Tuesday, March 31, 2015

Tuesdays with Morrie

Don't worry; you might be having flashbacks to high school reading assignments reading a post title like that, but this has nothing to do with literary masterpieces by Mitch Albom.

Rather, this post is intended to shine the spotlight on a former Cubs pitcher who had a masterpiece of a run in Chicago - or, at least a pretty nice go of it anyway.

Morrie Steevens (yes, that is how his name is spelled) is the latest addition to my Cubs All-Time Roster Collection.


To the best of my knowledge, this lovely portrait from TCMA's 1978 nostalgia-based set "The 1960's" is Morrie's only solo appearance on a baseball card.  He shares a space on a multi-player rookie card from 1965 with Dave Bennett, but I prefer cards with only one subject.

The picture was obviously taken at dusk, which makes for some lighting not usually seen on baseball cards - I'm in favor of that.  But, is the a temporary batting cage, backstop or Pirate ship sail in the background?

I know I picked this up from one of my LCS in the last few weeks, but I cannot remember which one (good problem to have, right?) or the circumstances surrounding it.  I'm going to be a blast when I get old.

But, much has been written about the simple beauty of TCMA's releases from the decade of disco, so I'm very happy to have come across it - wherever that might have been.

Steevens, though he's shown here as a Phillie, initially rose through the Cubs system after being signed out of Salem, IL in 1958.  I guess you could call him a local boy, if you consider a 3-hour drive south local.

Morrie as a bright-eyed rookie, wearing the "correct" uniform
image courtesy of tnfoto at ootpdevelopments.com

Morrie got his initial call to the Bigs in 1962 on the strength of his blazing fastball and he certainly made the most of it.  He made 12 appearances, mostly out of the bullpen, split between April and September and was only scored upon in one contest.

However, like many a flame-thrower, he was a little wild - 11 walks in 15 frames with one hit batsmen - and was thusly returned to the minors to refine his control.  

While there, he managed to limit his walks but then ceased missing bats (an ERA near 5 in AAA) and soon found himself shipped to Philly in exchange for another minor-leaguer (who didn't make it).

Steevens earned a couple of more brief cameos in Philadelphia, but they didn't go nearly as well as his brief stint in Chicago, bottoming out with an era over 16 in 1965.  Plus, he got the pleasure of experiencing one of the most infamous collapses in baseball history in 1964, as his Phillies infamously blew the pennant in the last week of the season.

Bullpen issues are often blamed for the choke job, but Morrie only made it into 4 games, so you can't lay much blame on him.

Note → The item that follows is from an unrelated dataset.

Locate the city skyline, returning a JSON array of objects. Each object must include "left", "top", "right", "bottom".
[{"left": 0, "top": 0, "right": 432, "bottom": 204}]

After all that fun, he hung around for a few more years in the bush leagues, but was out of baseball by '67.

 Morrie wasn't the only future/former Cub on that infamous Phillies team - there were 13 total players, plus 2 future coaches and a GM!  The ex-Cub factor strikes again.

Morrie's story is a common one, a really common one at that.  It's too bad that he was never able to capitalize on his initial promise, but there wasn't a lot of success to be had with the Cubs of the early to mid-60's after all.

With that, we close this chapter with his addition to my CATRC - which I'm sure is the absolute highlight of his time spent in professional baseball.  Thanks to TCMA, he gets a spot of his own.

Now, I hope you payed attention while reading this post - there will be a quiz later!